A federal court in Mississippi applied the “voluntary payment” doctrine based on recent guidance from the Fifth Circuit. Colony Insurance Co. v. First Specialty Insurance Co., Case No. 16-191, 2017 WL 470902 (S.D. Miss. Feb. 3, 2017), appeal filed (17-60094 5th Cir. Feb. 14, 2017).

An explosion at a plant resulted in the death of a contractor’s employee. The decedent’s estate brought a wrongful death claim against the plant owner. The plant owner was insured under a primary liability policy and an excess policy, but the plant owner made a demand against the contractor’s insurer as an “additional insured” under the contractor’s policy. That insurer defended the plant owner under a reservation of rights. Early in the litigation, the wrongful death plaintiff made a policy limits settlement demand on the contractor’s insurer, which agreed to pay. Prior to settlement, however, it made a demand on the plant owner’s excess insurer, contending that the plant owner’s excess liability insurer was obligated to defend and indemnify the plant for those amounts in excess of the primary policy limits provided by the plant’s primary insurer. The excess insurer declined to do so and refused to contribute to the settlement. The contractor’s insurer sued. The excess insurer moved for summary judgment, arguing that the voluntary payment doctrine precludes equitable subrogation and implied indemnity.

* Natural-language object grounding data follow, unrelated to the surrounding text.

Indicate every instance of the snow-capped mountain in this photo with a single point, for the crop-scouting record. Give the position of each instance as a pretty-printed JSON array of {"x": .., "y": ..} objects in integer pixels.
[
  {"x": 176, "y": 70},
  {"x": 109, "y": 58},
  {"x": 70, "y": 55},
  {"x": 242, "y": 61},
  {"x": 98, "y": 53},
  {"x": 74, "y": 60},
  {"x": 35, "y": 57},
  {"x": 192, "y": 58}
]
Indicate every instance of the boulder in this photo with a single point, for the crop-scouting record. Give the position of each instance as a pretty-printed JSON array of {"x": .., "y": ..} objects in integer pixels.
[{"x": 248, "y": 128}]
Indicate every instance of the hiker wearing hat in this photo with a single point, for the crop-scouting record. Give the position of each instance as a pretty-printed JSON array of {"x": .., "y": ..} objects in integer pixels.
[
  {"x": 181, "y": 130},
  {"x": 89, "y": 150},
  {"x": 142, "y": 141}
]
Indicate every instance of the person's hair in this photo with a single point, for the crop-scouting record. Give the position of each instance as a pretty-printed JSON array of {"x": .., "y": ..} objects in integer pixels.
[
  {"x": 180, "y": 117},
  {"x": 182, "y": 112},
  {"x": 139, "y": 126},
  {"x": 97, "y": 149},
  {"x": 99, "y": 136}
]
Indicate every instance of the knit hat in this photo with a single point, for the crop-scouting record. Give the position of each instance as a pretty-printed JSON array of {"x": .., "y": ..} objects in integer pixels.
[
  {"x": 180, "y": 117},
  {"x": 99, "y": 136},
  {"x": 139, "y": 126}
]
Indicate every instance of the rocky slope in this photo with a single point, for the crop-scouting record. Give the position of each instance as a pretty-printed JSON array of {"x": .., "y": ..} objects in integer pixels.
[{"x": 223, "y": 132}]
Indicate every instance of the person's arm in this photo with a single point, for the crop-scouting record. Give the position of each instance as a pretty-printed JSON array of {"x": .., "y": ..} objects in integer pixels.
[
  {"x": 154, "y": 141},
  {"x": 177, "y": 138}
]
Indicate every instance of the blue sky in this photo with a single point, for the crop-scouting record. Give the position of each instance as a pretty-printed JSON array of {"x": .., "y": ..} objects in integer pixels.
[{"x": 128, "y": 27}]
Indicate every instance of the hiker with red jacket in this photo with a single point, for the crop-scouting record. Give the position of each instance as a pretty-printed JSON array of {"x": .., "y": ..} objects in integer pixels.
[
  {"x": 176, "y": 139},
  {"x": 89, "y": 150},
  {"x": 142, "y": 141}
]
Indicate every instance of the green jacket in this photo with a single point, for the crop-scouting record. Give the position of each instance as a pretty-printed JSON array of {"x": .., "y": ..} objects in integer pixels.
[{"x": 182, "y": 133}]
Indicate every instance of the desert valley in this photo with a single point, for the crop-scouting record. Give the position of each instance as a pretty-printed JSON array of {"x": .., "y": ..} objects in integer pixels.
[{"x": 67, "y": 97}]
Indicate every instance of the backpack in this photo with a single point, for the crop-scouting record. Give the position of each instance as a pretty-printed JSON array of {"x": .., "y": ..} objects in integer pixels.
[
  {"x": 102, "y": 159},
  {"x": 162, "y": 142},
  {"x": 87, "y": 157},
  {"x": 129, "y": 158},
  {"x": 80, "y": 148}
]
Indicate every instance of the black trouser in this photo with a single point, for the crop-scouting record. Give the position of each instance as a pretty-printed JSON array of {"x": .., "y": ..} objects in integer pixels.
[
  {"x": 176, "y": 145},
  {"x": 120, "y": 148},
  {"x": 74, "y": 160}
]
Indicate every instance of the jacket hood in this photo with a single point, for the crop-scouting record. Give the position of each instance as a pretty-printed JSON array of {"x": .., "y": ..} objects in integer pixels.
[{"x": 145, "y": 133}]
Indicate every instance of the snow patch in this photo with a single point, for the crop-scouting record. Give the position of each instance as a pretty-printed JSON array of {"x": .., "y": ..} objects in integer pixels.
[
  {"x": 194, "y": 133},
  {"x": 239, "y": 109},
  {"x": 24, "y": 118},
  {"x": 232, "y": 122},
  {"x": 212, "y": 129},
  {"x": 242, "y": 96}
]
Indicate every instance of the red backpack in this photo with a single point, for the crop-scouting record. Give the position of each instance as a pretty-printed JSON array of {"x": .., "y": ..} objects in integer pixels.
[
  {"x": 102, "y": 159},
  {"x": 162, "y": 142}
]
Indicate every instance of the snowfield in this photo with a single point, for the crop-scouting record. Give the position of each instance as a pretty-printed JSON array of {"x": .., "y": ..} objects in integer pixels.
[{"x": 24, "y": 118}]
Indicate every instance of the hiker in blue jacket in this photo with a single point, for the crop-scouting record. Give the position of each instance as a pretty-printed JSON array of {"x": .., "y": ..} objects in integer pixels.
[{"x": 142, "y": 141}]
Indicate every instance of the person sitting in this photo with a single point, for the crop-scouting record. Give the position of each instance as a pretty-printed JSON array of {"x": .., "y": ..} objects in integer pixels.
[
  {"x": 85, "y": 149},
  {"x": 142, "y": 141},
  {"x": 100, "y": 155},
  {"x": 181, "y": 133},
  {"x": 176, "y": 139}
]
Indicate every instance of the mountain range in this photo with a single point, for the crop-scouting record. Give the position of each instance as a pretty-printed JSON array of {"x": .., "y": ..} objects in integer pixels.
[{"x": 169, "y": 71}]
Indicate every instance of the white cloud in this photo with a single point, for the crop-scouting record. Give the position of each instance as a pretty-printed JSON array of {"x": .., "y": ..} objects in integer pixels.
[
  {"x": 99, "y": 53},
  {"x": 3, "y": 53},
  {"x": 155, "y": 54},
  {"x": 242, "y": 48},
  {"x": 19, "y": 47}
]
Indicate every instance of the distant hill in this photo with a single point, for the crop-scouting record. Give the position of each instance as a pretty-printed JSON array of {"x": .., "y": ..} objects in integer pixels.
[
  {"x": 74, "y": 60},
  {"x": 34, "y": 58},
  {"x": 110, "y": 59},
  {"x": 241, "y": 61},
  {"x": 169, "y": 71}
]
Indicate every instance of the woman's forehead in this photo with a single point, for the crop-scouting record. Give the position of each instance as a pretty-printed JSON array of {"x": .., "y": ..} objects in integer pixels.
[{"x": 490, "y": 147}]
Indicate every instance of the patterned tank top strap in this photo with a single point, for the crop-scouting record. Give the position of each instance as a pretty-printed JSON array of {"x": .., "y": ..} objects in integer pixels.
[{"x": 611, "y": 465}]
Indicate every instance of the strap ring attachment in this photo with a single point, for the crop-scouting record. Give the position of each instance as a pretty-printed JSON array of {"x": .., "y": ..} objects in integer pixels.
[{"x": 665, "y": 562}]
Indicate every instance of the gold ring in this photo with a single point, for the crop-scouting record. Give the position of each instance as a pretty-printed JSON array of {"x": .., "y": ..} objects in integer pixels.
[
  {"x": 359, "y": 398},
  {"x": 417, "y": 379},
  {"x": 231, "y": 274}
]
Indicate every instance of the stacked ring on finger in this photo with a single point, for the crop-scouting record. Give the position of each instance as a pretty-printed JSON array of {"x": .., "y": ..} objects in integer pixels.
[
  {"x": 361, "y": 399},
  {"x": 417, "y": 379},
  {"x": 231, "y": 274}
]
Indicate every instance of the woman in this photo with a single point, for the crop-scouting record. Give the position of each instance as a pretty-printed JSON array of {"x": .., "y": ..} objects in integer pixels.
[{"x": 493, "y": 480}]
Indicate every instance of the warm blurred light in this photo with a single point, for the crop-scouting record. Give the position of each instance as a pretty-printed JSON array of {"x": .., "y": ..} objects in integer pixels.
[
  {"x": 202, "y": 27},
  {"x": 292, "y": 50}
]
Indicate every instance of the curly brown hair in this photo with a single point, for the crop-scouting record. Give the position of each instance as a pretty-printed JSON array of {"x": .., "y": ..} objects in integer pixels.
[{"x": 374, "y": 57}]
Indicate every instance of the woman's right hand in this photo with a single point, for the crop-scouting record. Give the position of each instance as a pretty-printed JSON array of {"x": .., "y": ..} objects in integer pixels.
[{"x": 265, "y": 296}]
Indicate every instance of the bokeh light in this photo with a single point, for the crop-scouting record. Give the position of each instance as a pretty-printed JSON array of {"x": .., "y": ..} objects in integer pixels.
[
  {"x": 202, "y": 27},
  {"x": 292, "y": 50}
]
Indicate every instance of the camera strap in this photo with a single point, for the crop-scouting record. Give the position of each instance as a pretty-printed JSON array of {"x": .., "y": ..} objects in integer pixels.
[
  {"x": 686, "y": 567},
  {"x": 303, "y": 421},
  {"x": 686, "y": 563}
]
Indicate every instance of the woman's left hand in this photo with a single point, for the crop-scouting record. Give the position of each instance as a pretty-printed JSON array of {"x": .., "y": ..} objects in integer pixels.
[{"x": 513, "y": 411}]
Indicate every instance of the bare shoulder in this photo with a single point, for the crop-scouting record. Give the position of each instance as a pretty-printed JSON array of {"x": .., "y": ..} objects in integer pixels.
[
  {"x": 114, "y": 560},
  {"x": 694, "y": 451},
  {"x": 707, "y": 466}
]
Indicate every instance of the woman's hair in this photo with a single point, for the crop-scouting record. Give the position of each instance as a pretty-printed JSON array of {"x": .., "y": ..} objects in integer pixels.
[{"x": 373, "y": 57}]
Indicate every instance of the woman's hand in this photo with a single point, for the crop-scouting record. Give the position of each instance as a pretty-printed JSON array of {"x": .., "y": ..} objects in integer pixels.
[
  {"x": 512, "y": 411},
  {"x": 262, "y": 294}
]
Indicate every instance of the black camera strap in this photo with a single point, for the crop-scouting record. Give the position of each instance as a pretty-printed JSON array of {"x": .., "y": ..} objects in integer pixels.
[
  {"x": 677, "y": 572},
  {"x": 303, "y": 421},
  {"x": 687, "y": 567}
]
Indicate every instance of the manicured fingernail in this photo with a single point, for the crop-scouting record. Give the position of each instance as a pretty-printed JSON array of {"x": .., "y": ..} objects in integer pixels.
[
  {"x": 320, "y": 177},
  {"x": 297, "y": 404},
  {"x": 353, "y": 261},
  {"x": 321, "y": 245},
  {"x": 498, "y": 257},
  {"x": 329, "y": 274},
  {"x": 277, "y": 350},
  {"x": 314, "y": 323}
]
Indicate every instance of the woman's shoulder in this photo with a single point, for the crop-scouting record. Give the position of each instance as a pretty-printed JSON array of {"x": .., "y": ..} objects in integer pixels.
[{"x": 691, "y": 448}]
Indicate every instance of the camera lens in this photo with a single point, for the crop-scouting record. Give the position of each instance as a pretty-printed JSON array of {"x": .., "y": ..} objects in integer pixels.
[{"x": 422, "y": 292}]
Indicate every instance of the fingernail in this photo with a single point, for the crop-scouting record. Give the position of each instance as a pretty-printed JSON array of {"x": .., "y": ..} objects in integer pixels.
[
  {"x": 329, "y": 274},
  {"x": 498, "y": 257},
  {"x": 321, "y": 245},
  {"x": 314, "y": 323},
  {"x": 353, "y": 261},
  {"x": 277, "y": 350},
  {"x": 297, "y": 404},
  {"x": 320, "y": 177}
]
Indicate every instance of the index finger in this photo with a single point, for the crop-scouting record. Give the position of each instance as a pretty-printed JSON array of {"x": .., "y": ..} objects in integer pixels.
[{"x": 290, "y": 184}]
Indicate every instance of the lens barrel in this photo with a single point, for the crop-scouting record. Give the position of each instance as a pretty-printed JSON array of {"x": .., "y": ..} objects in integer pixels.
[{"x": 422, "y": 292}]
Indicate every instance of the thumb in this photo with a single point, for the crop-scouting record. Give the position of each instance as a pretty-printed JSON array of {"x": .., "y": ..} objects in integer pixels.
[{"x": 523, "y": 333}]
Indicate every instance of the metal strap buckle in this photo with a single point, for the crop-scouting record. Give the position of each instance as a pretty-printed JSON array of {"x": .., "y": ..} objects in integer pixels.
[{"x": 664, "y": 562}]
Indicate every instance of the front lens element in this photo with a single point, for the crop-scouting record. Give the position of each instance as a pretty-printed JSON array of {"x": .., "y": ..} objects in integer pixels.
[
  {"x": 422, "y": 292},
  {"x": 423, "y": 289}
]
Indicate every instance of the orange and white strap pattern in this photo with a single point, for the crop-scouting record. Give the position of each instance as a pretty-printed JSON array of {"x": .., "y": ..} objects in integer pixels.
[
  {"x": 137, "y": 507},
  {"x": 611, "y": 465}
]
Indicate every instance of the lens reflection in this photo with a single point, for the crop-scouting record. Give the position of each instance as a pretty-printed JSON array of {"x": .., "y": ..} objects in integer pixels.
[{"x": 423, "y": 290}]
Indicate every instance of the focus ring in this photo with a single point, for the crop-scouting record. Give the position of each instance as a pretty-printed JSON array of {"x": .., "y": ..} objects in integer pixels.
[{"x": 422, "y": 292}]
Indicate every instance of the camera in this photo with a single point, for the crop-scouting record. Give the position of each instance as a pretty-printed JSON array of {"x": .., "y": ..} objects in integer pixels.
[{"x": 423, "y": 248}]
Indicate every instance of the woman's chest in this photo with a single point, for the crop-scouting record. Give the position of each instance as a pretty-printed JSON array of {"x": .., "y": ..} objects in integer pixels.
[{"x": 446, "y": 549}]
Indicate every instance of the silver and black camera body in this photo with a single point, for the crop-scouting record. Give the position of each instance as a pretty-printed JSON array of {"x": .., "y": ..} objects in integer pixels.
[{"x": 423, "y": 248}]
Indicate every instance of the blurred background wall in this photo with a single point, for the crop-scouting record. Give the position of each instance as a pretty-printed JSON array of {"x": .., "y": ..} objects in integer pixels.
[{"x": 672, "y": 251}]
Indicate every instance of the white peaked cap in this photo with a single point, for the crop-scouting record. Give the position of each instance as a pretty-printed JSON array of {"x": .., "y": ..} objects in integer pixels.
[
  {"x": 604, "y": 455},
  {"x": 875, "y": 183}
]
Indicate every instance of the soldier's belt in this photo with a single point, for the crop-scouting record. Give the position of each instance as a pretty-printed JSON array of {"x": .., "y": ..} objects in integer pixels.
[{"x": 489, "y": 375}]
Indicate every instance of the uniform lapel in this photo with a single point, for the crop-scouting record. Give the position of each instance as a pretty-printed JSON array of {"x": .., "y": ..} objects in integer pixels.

The district court relied on S. Ins. Co. v. Affiliated FM Ins. Co., 830 F.3d 337, 347 (5th Cir. 2016), which explained that a contractually-obligated payment is not voluntary, and on the Mississippi Supreme Court’s decision in Indemnity Insurance Co. of North America v. Guidant Mutual Insurance Co., 99 So.3d 142 (Miss. 2012), and held that an insurer that settles a claim and/or pays legal expenses of an insured may seek contribution from another insurer that also owed those expenses, as long as the insurer seeking contribution was under a legal duty to pay expenses. The court noted that the contractor’s insurer had argued that the plant owner was not an insured under its policy, and concluded that, if that argument were accepted, there would have been no obligation for the contractor’s insurer to pay the claim. It therefore held that payment was a voluntary, not contractual, obligation.